Maybe it is just because I learned to code back when people learned from books (sometimes even textbooks!), but I think the fastest way to learn to code is to get one good book on whatever language you want to use, and just start coding. Videos and tutorials are so low bandwidth, hours of videos and tutorials == the intro chapter to a book. If anything videos are eating the time you could spend reading and coding.
My experience was “read the book and do exercises until I feel a false sense of confidence. Then just go do stuff and use the rest of the book as a reference.”
What was most important to me was to make sure I didn’t burn out and get bored. It was important to get to a fun, captivating project asap.
ah, interesting, what projects do you normally do? i really like this approach but struggle to find a good starting project... I always pivot bewteen too simple and too complex
I always gravitate towards projects that involve reading in tab delimited data, doing some sort of transformations (crud) or analytics, and writing the results back. You then quickly learn data IO, Data structures, looping, threading (big data) etc etc.

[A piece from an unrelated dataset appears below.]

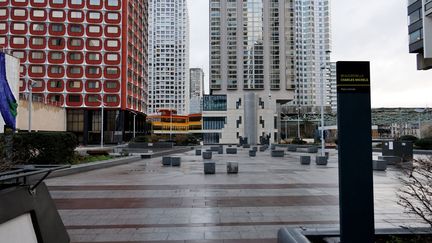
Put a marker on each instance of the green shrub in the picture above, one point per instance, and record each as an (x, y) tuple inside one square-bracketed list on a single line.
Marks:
[(44, 147), (298, 141), (424, 143), (408, 138)]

Programming books are a start, but they hardly ever mention stat(), inodes, sockets, named pipes, the fact that kernel calls are extremely slow, deadlocks, data structures…

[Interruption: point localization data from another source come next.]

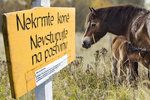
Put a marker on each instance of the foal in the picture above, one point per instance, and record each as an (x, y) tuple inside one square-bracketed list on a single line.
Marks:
[(124, 54)]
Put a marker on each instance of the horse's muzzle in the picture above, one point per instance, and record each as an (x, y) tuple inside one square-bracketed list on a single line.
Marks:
[(86, 44)]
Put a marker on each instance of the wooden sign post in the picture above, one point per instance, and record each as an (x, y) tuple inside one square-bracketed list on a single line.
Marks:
[(45, 90), (38, 42)]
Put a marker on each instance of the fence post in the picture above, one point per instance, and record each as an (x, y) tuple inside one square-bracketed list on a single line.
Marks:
[(43, 91)]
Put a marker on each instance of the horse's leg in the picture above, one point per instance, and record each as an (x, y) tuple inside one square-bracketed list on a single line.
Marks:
[(121, 71), (114, 69), (132, 73), (135, 67), (149, 73)]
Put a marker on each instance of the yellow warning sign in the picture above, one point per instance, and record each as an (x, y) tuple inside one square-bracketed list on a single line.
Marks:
[(34, 39)]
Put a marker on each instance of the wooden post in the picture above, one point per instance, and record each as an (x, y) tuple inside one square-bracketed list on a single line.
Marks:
[(43, 91)]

Well, that just depends on the programming book? If you pick up TLPI it will talk about stat and inodes. Pick up a book on perf, it will talk about syscall overhead, etc
Agree with this. Lately I've been watching more youtube videos about programming than usual, but I still find they take so long to get anywhere. The 5 to 10 minutes you spend watching one could almost always be spent reading an article or a chapter of a book on the same topic and getting much more information out of it. And it turns into practice for reading documentation about things that have no videos about them, which is its own skill.
Yes to reading documentation - there seems to be a trend on twitter these days of "I've been using this language/library for years and I just learned you could do X!!!". Really, you haven't RTFM on the tools you use daily to make your living?
I've also found reading the source for libraries you use and stepping through with a debugger is really the best way to understand them. This is probably how most people learn their in house code at work. Just treat the whole stack like in house code (within reason). And reading code is also a fabulous skill to hone.
Reminds me of a friend of mine at university who started to shout "YES I'M A FUCKING GENIUS" when he found out there was a split() function for strings.